"WE HAVE MET before, haven't we, Mr. Gasparoli?" "Yes, we have." Three weeks into Terri Stokes's libel trial against WCCO-TV (Channel 4) et al., it was time for former 'CCO investigative reporter Tom Gasparoli to get grilled by plaintiff's attorney Joe Friedberg. Off Beat, naturally, was in Judge David Doty's U.S. district courtroom to see the fur fly. (Stokes, you may recall, was the subject of a Gasparoli-produced 1994 "Dimension" report in which an Anoka County homicide investigator named her as the sole suspect in the 1993 murder of her husband, a 3M Company exec who was shot twice in the head while he slept. Stokes, who was never charged, has sued the investigator and CBS affiliate 'CCO.) "You are what is called an investigative reporter, aren't you?" Friedberg queried in a patronizing attempt to get Gaspo to admit he hadn't done his homework. The star witness, who these days is working as a freelance journalist in Chapel Hill, North Carolina, was seemingly unfazed by the attorney's verbal jousting, conceding that he is indeed an investigative reporter but responding to most questions with several seconds of silence followed by a "maybe" or an "I can't recall." Gasparoli says he can't comment on the proceedings until there's a verdict, but according to a source close to the case, both men were looking forward to the showdown, in large part because they'd collaborated in the past as reporter and deep-throat source. "Tom knew this was going to be an important moment in the trial," the source says. "And because he knows and respects Joe's take-no-prisoners style, he was actively preparing to defend himself with vigor." The case is expected to go to the jury later this week.
Now Hear This
AN INVETERATE RADIO dial surfer, Off Beat's ears pricked up at a promo being aired these days on local rock station KS95 (KSTP-FM 94.5): "No scrub," the voiceover intones. "No diggity. And nothing that involves getting jiggy." Huh. We always thought "The best variety of the Eighties, Nineties, and today" was a pretty colorless motto. Nice of them to remind us.

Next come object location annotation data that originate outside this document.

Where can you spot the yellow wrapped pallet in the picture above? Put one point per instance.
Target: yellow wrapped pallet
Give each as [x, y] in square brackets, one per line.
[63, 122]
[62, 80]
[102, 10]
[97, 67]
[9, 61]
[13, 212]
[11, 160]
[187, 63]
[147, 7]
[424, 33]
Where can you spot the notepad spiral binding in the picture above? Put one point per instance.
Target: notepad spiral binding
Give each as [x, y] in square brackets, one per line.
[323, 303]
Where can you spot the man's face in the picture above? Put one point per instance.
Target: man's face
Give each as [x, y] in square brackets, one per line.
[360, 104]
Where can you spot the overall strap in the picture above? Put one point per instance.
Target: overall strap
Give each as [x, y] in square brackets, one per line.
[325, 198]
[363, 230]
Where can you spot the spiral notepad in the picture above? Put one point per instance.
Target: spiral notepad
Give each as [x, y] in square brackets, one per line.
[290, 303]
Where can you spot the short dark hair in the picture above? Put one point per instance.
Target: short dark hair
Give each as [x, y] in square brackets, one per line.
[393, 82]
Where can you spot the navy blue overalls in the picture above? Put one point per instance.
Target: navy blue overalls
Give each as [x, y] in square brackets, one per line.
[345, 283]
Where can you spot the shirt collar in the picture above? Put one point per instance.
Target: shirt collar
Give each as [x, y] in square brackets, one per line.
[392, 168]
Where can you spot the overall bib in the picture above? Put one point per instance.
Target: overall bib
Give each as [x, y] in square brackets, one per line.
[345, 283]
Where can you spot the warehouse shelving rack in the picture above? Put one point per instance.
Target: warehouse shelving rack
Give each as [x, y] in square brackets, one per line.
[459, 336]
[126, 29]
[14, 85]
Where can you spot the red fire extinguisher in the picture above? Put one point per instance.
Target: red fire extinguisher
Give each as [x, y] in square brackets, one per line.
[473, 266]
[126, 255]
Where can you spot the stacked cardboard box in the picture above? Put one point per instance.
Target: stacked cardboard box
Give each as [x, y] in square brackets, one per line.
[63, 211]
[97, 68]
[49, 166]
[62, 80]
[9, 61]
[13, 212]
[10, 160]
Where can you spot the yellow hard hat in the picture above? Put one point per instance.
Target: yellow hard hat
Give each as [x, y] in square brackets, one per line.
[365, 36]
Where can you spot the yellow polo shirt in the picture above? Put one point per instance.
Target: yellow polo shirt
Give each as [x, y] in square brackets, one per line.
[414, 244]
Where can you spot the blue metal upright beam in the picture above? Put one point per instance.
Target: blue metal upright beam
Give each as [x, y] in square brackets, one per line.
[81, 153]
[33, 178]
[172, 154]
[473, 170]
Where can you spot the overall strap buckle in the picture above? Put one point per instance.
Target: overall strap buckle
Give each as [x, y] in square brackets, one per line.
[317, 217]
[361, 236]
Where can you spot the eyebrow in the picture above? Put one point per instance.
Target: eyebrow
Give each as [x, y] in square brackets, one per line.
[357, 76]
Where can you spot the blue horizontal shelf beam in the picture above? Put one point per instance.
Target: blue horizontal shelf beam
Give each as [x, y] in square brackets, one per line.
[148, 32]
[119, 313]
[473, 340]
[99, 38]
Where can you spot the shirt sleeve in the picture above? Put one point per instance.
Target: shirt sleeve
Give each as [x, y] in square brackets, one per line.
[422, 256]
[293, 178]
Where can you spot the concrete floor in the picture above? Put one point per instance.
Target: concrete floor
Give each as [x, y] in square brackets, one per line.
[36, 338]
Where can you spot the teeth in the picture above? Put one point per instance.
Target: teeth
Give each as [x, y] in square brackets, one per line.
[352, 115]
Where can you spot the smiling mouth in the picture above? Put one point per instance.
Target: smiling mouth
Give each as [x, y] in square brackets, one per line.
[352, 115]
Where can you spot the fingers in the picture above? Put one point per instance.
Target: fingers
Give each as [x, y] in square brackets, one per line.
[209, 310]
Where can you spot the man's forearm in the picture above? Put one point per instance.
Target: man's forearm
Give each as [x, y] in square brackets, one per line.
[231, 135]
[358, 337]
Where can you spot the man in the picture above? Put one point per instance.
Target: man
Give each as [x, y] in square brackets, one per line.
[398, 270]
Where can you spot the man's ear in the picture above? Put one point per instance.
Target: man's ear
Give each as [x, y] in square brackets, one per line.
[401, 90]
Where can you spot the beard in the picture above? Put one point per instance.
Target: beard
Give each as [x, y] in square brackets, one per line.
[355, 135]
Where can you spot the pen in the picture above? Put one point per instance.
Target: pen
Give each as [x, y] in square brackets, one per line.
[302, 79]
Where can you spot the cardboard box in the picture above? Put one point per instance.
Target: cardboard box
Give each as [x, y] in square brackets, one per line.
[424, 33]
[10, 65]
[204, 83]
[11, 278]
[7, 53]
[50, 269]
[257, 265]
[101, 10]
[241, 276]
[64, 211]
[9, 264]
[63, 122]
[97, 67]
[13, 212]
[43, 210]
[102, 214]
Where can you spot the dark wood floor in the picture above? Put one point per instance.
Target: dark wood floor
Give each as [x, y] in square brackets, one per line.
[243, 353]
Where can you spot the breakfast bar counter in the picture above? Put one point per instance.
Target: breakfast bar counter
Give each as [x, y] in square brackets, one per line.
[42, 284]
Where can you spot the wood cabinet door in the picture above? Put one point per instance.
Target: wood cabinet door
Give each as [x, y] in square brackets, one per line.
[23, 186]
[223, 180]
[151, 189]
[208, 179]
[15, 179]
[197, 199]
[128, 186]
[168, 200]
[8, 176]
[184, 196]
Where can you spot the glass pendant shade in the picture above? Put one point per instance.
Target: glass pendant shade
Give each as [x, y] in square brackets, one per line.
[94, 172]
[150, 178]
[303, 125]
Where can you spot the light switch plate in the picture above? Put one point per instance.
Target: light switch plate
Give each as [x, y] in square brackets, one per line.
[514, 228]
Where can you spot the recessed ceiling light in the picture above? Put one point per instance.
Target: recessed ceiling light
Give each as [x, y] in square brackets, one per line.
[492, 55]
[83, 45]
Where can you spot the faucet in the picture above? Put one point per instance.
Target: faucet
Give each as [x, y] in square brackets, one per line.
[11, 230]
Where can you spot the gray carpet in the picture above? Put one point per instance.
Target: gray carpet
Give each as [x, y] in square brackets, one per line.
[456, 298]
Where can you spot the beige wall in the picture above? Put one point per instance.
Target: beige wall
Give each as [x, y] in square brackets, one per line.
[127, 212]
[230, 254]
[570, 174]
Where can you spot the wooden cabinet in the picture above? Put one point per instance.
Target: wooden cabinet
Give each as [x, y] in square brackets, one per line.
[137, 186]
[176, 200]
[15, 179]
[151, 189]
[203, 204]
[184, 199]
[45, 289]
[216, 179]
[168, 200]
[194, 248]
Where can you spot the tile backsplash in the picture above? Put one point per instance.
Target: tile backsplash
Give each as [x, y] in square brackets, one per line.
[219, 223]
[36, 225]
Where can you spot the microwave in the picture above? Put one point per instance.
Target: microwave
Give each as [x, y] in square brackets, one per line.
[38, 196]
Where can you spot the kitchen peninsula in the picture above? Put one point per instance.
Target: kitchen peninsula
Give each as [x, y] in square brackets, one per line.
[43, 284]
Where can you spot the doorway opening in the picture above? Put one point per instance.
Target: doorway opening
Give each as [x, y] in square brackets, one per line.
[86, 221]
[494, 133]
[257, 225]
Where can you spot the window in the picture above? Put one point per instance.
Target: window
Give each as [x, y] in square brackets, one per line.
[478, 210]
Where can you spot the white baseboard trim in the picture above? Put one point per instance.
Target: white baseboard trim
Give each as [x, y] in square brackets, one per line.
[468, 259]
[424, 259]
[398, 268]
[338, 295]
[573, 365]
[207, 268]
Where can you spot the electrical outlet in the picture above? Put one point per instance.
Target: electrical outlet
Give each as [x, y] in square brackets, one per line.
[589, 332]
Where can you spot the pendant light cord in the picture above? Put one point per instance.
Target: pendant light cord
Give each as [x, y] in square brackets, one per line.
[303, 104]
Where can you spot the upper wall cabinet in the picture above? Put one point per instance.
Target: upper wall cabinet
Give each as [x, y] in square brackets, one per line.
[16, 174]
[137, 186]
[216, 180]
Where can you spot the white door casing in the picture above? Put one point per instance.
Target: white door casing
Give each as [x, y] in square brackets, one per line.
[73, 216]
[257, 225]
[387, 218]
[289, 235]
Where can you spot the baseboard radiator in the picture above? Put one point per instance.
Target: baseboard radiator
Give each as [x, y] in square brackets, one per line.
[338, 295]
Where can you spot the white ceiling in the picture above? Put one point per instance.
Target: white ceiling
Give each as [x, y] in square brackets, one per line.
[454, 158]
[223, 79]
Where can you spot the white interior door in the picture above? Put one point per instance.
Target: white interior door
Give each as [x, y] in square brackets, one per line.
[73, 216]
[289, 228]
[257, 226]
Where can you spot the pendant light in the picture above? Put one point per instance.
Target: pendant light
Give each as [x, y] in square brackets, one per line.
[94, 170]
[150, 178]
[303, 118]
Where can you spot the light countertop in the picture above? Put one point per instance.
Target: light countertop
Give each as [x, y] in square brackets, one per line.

STILL CHEWING ON last week's Apple-oriented Browser stories? Off Beat recently got a call from a U S West phone solicitor who was hawking Online Call Alert--a combination call-waiting and caller-ID feature for folks who frequent the Internet and have only one phone line. If someone tries to call while you're online, a window pops up on your computer screen saying who it is and offering to let you answer the call through the computer, ignore it, or transfer it to voice mail. The cost: $9.95 per month, plus an $8.50 installation fee--far less than the $22 price tag for a second phone line. (Of course, it only works with U S West's proprietary Internet access service, which costs $19.95 per month.) When we still hadn't hung up on her, our interlocutor paused for breath and asked, "Do you have a computer at home?" Yep, Off Beat replied. "Is it a PC or a Mac-based system?" What difference does that make? Well, turns out that if you answer "Mac" to the second question, end of phone call. "Online Call Alert is not available for Macs," confirms Kim Bothun, U S West's public relations manager for Minnesota. Bothun notes that the Denver-based Baby Bell currently offers the service in only two markets (the other is Omaha), and she adds, "We're growing the product step by step, and in these first steps it makes sense to offer it in a way that reaches the most people. But I'm sure we'll look at the Mac market going forward." Well, maybe. The technology behind Online Call Alert comes courtesy of a company called eFusion Inc. From his office in Beaverton, Oregon, eFusion communications director Dewey Kelly tells Off Beat that you can't hook up your brand-spanking-new iMac because there's no Mac-compatible software for H.323, the standard technology for so-called Internet telephony applications. And users shouldn't hold their breath, says Kelly; he has sensed little interest from Apple in the market and doesn't see any new software on the horizon. An Apple spokesperson had no comment.